The Dada Manifesto that Hülsenbeck and Raoul Hausmann wrote in Berlin in April 1918 called for an “international revolutionary union of all creative men and women; for progressive unemployment through the mechanization of all fields of activity; for the abolition of private property; for the provision of free daily meals for creative people and intellectuals, for the remodeling of big-city life by a Dadaist advisory council; and for the regulation of all sexual activity under the supervision of a Dadaist sexual center. These proposals were put forward at what George Grosz called 'the time of the turnip.’”

Now I don’t know what I think about any council regulating my sexual activity, but I do recognize these artists’ disgust with the world around them. They experienced destruction in a way that is hard for Americans to fathom, knew that structures which had stood for thousands of years could be destroyed in an instant, how easily this destruction can result in permanent loss. (Think of those Catholic icons that were desecrated or destroyed in Shakespeare’s time, the cultural loss that resulted from the ruler’s need to force a particular belief system on a nation.)

The Dadaists’ disgust with the world around them symbolized their recognition of the fact that the visual images we hold dear continue to be subject to the whims of any slack-jawed pilot’s trigger-happy finger and our ruler’s good graces. That’s the point behind the Mona Lisa with a mustache. The Dadaists didn’t disrespect the painting/da Vinci so much as they lamented the reality that its existence is tenuous—that its existence is subject to the whims of people who could care less about art.

Dadaists confront the randomness of destruction in their works, and mourn a world where destruction is commonplace.

Duchamp’s Questions:
What is the irreducible element in language?
What would constitute a truly modern dictionary?
How should an index of all knowledge be organized?
To what extent can chance be given its freedom in the arts?
What are the verbal equivalents of colors that cannot be seen?
Should not every government have a Ministry of Coincidences?
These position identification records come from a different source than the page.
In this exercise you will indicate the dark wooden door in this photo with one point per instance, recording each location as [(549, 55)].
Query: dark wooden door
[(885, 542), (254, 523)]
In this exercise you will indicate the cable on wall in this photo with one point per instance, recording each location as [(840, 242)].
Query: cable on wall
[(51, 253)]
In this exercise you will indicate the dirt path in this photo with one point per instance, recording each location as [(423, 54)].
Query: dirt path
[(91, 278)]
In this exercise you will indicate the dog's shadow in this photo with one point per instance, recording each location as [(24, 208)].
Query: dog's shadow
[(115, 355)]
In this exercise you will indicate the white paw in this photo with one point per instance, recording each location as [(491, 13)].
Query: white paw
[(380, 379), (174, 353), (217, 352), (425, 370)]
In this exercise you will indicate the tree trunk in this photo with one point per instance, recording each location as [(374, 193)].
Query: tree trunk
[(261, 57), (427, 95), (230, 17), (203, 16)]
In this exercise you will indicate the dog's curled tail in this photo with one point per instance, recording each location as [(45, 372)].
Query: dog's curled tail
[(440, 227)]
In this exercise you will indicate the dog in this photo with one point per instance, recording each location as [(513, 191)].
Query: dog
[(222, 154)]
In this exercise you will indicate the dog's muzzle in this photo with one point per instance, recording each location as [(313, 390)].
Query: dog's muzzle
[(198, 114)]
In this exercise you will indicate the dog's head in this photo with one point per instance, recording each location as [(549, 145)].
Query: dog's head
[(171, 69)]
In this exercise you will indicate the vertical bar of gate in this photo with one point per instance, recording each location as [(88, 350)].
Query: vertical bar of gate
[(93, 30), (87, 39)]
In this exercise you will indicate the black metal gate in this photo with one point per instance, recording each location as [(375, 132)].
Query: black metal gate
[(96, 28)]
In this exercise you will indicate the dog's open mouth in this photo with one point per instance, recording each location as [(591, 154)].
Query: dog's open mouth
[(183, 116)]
Coincidences. Artists recognize the symbolic relationships between seemingly disparate elements, establish connections that some people simply can’t see until the artists point these connections out. This can resemble schizophrenic or delusional behavior, especially if the artist isn’t articulate enough or in touch with her unconsciousness enough to makes these connections resonate with others.

Now, between my mother and my sister, let me just say that there is too damn much schizophrenia in my family. Within the last month, for example, I have received a letter from my sister outlining, in detail, how her reconciliation with her ex-husband would bring about the end of conflict between Israel and Palestine, how their reunion will end the Iraqi conflict. I know that this is delusional thinking but am a logical person and therefore try hard to trace her connections, try to figure out how she reached these conclusions—which, for some reason, is important to me. And, even though it continues to be fruitless, I try to point out the logical inconsistencies in these conclusions.

My father’s approach to delusional behavior was, at first, frustration, but this quickly turned into appeasement. There was a period of time when my mother wrapped everything in plastic wrap. You’d sit on your bed and slide off it because she’d wrapped the mattress in plastic wrap (to keep some kind of evil something—germs?—inside it) when you weren’t looking. She had a witch hazel stage, too. And a tin foil stage. I came home from school one day—without a friend, thankfully—to find the entire piano wrapped in tin-foil and my father and sister and mother just sitting in the room there with it. Daddy was reading the paper across from the silver monstrosity, in fact.

There was this unspoken agreement in my family that we were supposed to pretend that the most extreme behavior was normal, that we were supposed to ignore that elephant sitting in the living room, but I could never do this. Excuse me, I inevitably said, but has anyone noticed that the fucking piano is wrapped in tin-foil!???